Berlin, Germany | AFP | The nationalist Alternative for Germany was hit by party infighting Monday, just hours after winning its first seats in parliament, with its co-chief Frauke Petry declaring that she won’t join its Bundestag group.
Citing “dissent” with more hardline colleagues, Petry dropped her bombshell at a morning party press conference, catching other key AfD figures by surprise as she abruptly left the room.
The spectacle played out before the media put the spotlight on the tug-of-war within the party between radical and more moderate forces at the top, and raised questions on how far right it planned to position itself.
Although its beginnings as an anti-euro party were rooted in populism, the AfD’s rhetoric veered further right in the run-up to Sunday’s elections.
Key members challenged Germany’s culture of atonement over World War II and the slaughter of six million Jews in the Holocaust.
It also rolled out provocative posters declaring “Burkas?
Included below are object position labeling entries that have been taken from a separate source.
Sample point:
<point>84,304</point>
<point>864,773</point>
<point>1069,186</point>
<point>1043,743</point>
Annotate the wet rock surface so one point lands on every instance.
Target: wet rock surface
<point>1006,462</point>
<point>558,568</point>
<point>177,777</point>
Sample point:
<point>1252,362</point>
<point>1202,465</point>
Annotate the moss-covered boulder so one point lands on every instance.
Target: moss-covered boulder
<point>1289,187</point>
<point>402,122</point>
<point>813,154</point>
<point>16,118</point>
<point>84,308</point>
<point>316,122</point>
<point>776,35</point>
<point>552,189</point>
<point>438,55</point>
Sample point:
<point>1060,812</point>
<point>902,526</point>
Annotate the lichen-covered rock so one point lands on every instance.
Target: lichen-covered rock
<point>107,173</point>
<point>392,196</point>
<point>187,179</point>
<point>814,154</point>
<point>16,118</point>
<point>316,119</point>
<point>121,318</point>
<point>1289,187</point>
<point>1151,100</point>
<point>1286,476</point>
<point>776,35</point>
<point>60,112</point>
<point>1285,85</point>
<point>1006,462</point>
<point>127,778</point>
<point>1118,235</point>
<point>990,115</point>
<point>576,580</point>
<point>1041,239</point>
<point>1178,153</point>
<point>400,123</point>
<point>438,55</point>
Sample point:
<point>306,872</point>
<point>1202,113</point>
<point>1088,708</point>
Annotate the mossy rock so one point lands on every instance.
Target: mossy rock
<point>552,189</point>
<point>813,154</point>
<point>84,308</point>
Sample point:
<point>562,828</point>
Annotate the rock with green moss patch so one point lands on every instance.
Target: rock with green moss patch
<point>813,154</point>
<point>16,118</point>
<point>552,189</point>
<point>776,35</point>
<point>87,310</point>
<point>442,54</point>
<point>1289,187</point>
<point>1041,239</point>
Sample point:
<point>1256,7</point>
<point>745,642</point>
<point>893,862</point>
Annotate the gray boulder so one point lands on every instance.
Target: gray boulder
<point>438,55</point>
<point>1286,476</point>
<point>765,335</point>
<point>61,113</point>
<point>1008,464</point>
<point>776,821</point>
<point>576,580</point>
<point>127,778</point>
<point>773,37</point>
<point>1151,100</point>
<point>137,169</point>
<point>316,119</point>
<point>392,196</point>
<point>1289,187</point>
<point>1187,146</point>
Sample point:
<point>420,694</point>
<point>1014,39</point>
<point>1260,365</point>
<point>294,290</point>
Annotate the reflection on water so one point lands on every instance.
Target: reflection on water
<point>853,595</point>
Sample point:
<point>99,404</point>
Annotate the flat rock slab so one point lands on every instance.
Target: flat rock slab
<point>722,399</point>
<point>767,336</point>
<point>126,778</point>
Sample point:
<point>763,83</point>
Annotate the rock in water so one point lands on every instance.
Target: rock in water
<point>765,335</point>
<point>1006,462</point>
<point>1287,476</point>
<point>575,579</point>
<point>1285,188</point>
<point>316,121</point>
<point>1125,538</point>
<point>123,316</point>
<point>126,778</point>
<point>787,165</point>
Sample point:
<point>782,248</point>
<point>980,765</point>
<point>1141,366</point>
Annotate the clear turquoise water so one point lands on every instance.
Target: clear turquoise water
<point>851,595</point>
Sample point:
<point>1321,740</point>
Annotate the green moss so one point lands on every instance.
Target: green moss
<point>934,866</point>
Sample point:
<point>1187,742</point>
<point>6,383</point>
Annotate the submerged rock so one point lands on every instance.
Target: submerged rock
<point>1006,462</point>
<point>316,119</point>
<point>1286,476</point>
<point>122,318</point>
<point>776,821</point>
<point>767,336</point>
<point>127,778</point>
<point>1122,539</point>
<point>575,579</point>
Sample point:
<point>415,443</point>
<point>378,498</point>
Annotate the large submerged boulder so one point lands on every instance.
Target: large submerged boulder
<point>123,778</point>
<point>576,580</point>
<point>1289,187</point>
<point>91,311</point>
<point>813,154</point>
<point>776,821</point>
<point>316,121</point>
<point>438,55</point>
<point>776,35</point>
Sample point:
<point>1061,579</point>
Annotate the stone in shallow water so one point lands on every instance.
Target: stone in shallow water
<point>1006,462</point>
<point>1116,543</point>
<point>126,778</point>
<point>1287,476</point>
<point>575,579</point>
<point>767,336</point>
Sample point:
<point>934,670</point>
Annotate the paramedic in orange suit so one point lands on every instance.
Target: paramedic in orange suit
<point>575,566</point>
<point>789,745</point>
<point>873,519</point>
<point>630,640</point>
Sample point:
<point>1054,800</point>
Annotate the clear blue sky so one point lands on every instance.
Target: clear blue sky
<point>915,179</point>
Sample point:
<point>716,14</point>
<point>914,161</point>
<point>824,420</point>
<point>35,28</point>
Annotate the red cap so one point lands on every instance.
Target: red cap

We prefer bikinis” and “New Germans? Let’s make them ourselves”, featuring a heavily pregnant white woman, to push its Islamophobic and anti-migrant campaign.
Outraged mainstream politicians have heaped on criticism, including Foreign Minister Sigmar Gabriel who had labelled leaders of the party “real Nazis”.
But even Petry herself had openly criticised one of her party’s two key candidates Alexander Gauland over his claim that Germany should be proud of its war veterans, saying that would lead voters to shun the party.
On Monday, seated next to Gauland, she declared that “there is dissent in the AfD over the issues”.
“I decided after careful reflection that I will not sit with the (AfD) parliamentary group” in the Bundestag, said Petry who added she will serve as an independent MP.
The open squabbling put a damper on the party’s success, and pointed to a potentially rocky future for the party in parliament.